Odiami. Disprezzami perché questo merito.
Avrei
potuto mentirti. Continuare a vederti ancora, almeno un'altra volta.
Senza che tu sapessi niente. La sua distanza, la nostra distanza me lo
permetteva. Almeno per un po'. Sarei potuto venire quel fine settimana.
Stare con te. Non ho voluto. E ho scelto di finire prima ancora che tu
me lo chiedessi. Prim'ancora che tu mi mettessi di fronte all'obbligo
di una scelta.
Non
mi pento della scelta di quel giorno. Perché ti amo. E perché sono un
vigliacco. La prima non posso spiegartela. La seconda forse si'.
Ho
optato per la certezza di un'infelicità che speravo di saper gestire,
figlia della mia decisione di non vederti. L'ho preferita alla
possibile infelicità di un futuro in cui tu mi avresti lasciato. Non
avrei sopportato di vivere una sensazione così e poi vederla sparire.

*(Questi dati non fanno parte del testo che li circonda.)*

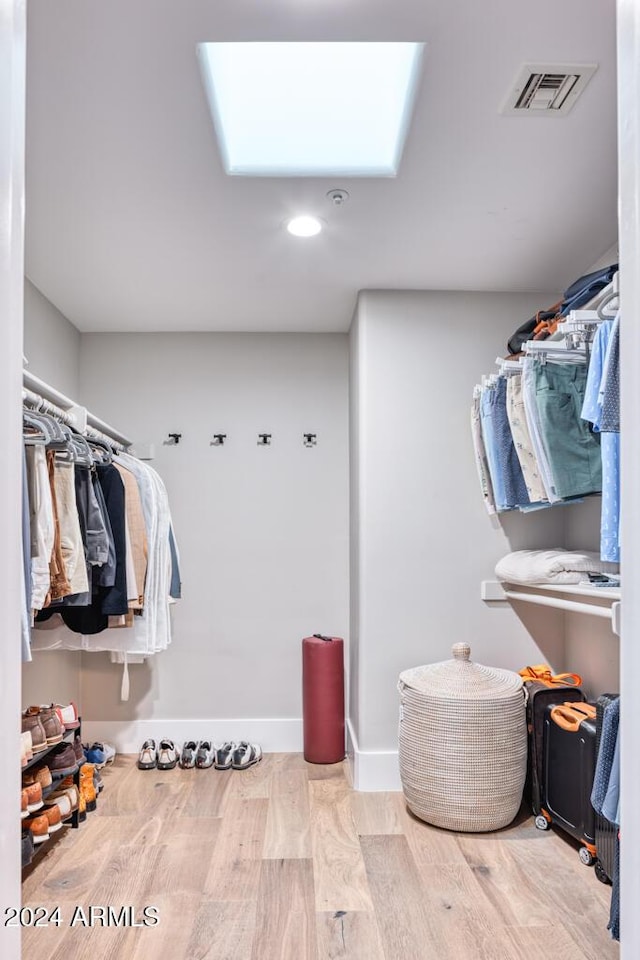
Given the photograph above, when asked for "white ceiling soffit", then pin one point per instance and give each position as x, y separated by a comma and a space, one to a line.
133, 225
548, 89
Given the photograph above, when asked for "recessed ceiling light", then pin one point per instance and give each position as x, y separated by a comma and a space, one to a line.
311, 109
304, 226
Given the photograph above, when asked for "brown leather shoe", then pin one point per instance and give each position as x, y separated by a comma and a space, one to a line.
87, 786
34, 797
79, 751
51, 723
72, 791
82, 807
54, 816
42, 776
33, 723
26, 748
39, 827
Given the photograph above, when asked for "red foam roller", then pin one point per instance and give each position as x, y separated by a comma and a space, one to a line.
323, 698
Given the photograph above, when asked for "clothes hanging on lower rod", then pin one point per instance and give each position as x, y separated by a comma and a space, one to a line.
98, 537
602, 409
605, 797
561, 414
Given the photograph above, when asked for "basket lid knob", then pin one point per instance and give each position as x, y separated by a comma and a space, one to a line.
461, 651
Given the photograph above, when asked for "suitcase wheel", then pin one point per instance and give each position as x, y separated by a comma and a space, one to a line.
586, 856
601, 874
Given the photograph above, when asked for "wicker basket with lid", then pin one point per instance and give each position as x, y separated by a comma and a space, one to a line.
463, 743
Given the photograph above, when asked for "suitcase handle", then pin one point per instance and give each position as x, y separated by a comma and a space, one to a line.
569, 716
542, 673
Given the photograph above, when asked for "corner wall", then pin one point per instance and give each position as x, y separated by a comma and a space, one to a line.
424, 540
263, 532
52, 347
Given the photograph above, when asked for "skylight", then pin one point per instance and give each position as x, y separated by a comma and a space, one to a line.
311, 109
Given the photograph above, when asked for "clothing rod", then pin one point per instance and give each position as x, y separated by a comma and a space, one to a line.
47, 392
572, 605
28, 396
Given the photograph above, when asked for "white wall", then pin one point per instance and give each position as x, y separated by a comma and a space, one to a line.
424, 539
629, 207
51, 342
12, 113
263, 533
52, 347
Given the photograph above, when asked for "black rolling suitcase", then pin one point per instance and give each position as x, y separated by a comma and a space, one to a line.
539, 696
606, 831
569, 768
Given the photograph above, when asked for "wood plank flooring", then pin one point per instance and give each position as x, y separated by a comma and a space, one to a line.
285, 862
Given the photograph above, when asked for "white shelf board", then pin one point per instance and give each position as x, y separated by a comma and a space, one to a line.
547, 594
577, 589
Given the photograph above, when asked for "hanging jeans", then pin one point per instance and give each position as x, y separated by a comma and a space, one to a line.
506, 474
572, 448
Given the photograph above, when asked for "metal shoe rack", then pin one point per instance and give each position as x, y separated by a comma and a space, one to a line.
39, 759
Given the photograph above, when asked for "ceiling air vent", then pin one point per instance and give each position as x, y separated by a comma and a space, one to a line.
548, 89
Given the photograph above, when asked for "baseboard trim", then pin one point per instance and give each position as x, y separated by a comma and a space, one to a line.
372, 770
273, 735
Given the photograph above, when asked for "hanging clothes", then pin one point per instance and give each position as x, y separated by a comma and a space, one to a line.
522, 440
592, 411
573, 450
480, 453
535, 429
506, 474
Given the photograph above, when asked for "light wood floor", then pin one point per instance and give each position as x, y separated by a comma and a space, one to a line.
285, 862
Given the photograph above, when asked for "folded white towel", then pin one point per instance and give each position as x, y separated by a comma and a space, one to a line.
551, 566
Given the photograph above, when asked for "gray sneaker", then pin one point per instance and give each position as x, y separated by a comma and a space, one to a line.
205, 755
188, 755
167, 755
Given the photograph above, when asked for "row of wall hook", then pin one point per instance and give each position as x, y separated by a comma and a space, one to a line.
264, 439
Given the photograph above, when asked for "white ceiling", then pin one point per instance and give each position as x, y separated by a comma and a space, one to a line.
133, 226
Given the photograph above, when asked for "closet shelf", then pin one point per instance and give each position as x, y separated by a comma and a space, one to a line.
606, 605
83, 420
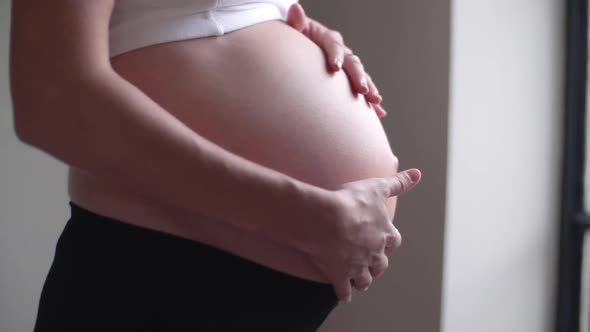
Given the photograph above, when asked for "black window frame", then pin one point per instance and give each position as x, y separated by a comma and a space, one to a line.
574, 220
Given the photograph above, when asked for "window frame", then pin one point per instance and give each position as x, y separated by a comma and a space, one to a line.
574, 220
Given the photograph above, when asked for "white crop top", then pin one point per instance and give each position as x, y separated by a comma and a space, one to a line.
139, 23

Ed ho scelto di non viverla.
Ma
l'annichilimento che provo mi fa capire che forse ho commesso un
errore. Il baratto dei sentimenti non mi è stato vantaggioso, e sto
forse pagando più di quanto avrei mai pensato di dover pagare.
Mi dimenticherai? Mi ricorderai con disprezzo? Tu che con una parola hai saputo capirmi e possedermi?
Con
altre donne questo dubbio non mi avrebbe minimamente turbato. Con te mi
tormenta. Non è il tuo giudizio che mi preoccupa. E' l'idea di averti
persa. Aver perso non solo te, ma anche una parte di me.
Un bivio, che io non ho imboccato. Nonostante la strada sulla quale sono rimasto fosse stata chiusa da tempo, e io lo sapessi.
Baciami,
stringimi, fammi sentire il tuo sapore. Scrivere queste parole mi
provoca un desiderio incontrollabile. Ora capisco, finalmente, cosa
vuol dire bruciare d'amore.
A
una riunione oggi per la prima volta ho balbettato. Ti pensavo, ed è
venuto il mio turno di dire qualcosa e non ci sono riuscito. Sei
rimasta nella mia testa, senza andartene. E le parole non mi sono
uscite. Solo suoni gutturali.
C'era un politico accanto a me.
Era l'ospite d'onore. Avrei dovuto presentarlo, fare conversazione
prima e dopo. Mi pareva un tipo in gamba. Sorridente, gentile,
affabile. Sui 55 anni, più o meno. Senz'anello al dito. E mi sono
chiesto se anche lui avesse bruciato tutto per una storia non vissuta.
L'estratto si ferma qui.